Devo-o à minha linhagem, bem o sei. Por isso, mãe, não me resta outro consolo que este papel que rego com as minhas lágrimas e a certeza de que as minhas palavras encontrarão em vós o eco desejado. A vossa firmeza., o vosso ânimo, serão sem dúvida o melhor bálsamo para, senão curar-me, pelo menos ajudar-me a cicatrizar as minhas feridas. Recordais, senhora, como eu era feliz naqueles dias que desfrutei com o meu marido o príncipe D. Afonso? Quão grande era a minha felicidade naquele 18 de Abril, dia do meu casamento, quando Sevilha cheirava a flor de laranjeira e a cidade toda me parecia a antecâmara do céu? Viva está ainda na minha memória a imagem de meu pai, D. Fernando, que Deus o guarde, participando nas justas e as muitas varas que nelas quebrou.
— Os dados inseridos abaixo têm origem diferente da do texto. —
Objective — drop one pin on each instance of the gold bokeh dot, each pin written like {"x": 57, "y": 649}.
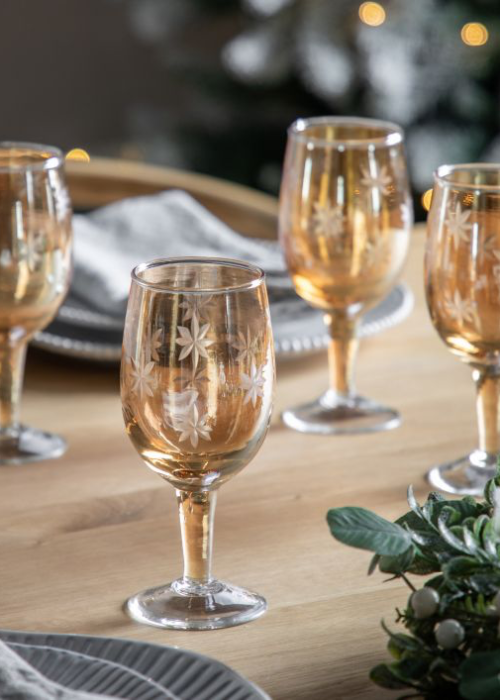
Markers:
{"x": 474, "y": 34}
{"x": 371, "y": 13}
{"x": 427, "y": 199}
{"x": 78, "y": 154}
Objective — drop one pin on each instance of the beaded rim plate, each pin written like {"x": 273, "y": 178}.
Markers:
{"x": 86, "y": 334}
{"x": 173, "y": 673}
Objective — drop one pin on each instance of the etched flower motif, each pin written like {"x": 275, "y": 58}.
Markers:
{"x": 155, "y": 343}
{"x": 252, "y": 384}
{"x": 182, "y": 414}
{"x": 379, "y": 181}
{"x": 193, "y": 426}
{"x": 193, "y": 305}
{"x": 328, "y": 220}
{"x": 193, "y": 379}
{"x": 143, "y": 381}
{"x": 458, "y": 227}
{"x": 246, "y": 346}
{"x": 193, "y": 341}
{"x": 460, "y": 309}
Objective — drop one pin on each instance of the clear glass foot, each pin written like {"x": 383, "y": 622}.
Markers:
{"x": 184, "y": 606}
{"x": 466, "y": 476}
{"x": 22, "y": 445}
{"x": 338, "y": 414}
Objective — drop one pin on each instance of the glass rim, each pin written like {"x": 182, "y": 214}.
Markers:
{"x": 394, "y": 135}
{"x": 259, "y": 278}
{"x": 54, "y": 160}
{"x": 441, "y": 175}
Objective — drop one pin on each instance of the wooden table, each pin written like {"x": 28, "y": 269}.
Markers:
{"x": 80, "y": 534}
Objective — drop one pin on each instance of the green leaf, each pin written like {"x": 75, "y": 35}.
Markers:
{"x": 479, "y": 676}
{"x": 400, "y": 643}
{"x": 373, "y": 564}
{"x": 461, "y": 566}
{"x": 448, "y": 536}
{"x": 383, "y": 677}
{"x": 361, "y": 528}
{"x": 397, "y": 565}
{"x": 412, "y": 502}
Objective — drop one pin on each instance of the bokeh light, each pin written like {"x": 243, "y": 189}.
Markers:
{"x": 372, "y": 13}
{"x": 474, "y": 34}
{"x": 427, "y": 199}
{"x": 78, "y": 154}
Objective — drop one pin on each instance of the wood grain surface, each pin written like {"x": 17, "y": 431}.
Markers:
{"x": 80, "y": 534}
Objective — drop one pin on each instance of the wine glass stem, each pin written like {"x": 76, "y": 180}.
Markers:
{"x": 342, "y": 352}
{"x": 196, "y": 513}
{"x": 12, "y": 359}
{"x": 487, "y": 387}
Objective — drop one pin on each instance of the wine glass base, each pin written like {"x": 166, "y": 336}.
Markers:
{"x": 464, "y": 476}
{"x": 334, "y": 414}
{"x": 24, "y": 445}
{"x": 181, "y": 606}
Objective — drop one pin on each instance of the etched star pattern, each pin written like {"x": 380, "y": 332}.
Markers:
{"x": 459, "y": 309}
{"x": 380, "y": 181}
{"x": 155, "y": 343}
{"x": 245, "y": 345}
{"x": 193, "y": 426}
{"x": 252, "y": 384}
{"x": 193, "y": 341}
{"x": 458, "y": 226}
{"x": 194, "y": 305}
{"x": 36, "y": 249}
{"x": 182, "y": 414}
{"x": 328, "y": 220}
{"x": 143, "y": 381}
{"x": 481, "y": 283}
{"x": 194, "y": 379}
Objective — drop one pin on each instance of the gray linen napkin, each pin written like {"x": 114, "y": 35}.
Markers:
{"x": 112, "y": 240}
{"x": 20, "y": 681}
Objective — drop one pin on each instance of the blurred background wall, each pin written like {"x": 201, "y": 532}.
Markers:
{"x": 211, "y": 85}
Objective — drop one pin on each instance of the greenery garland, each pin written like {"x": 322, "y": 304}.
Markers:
{"x": 452, "y": 649}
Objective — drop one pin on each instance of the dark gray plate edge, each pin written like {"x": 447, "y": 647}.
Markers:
{"x": 106, "y": 662}
{"x": 37, "y": 638}
{"x": 107, "y": 352}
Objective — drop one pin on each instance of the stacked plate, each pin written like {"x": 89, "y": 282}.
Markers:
{"x": 128, "y": 669}
{"x": 80, "y": 331}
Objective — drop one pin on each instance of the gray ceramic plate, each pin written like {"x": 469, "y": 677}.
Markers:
{"x": 128, "y": 666}
{"x": 84, "y": 333}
Ainda julgo ouvir o riso alvoroçado da minha irmã Dona Joana nos bailes e banquetes que, por uns dias, a tiraram do seu habitual ensimesmamento; ou o alegre bater das palmas da pequena Catarina que, com os seus cinco anos, descobria um mundo até então desconhecido. Até a tímida e doce Maria não parou de sorrir junto de João, príncipe das Astúrias, o qual, talvez por ser mais velha oito anos, sempre considerei mais como um filho do que como um irmão». In As Mulheres de D. Manuel I, María Pilar Queralt del Hierro, A Esfera dos Livros, Lisboa, 2010, ISBN 978-989-626-247-1.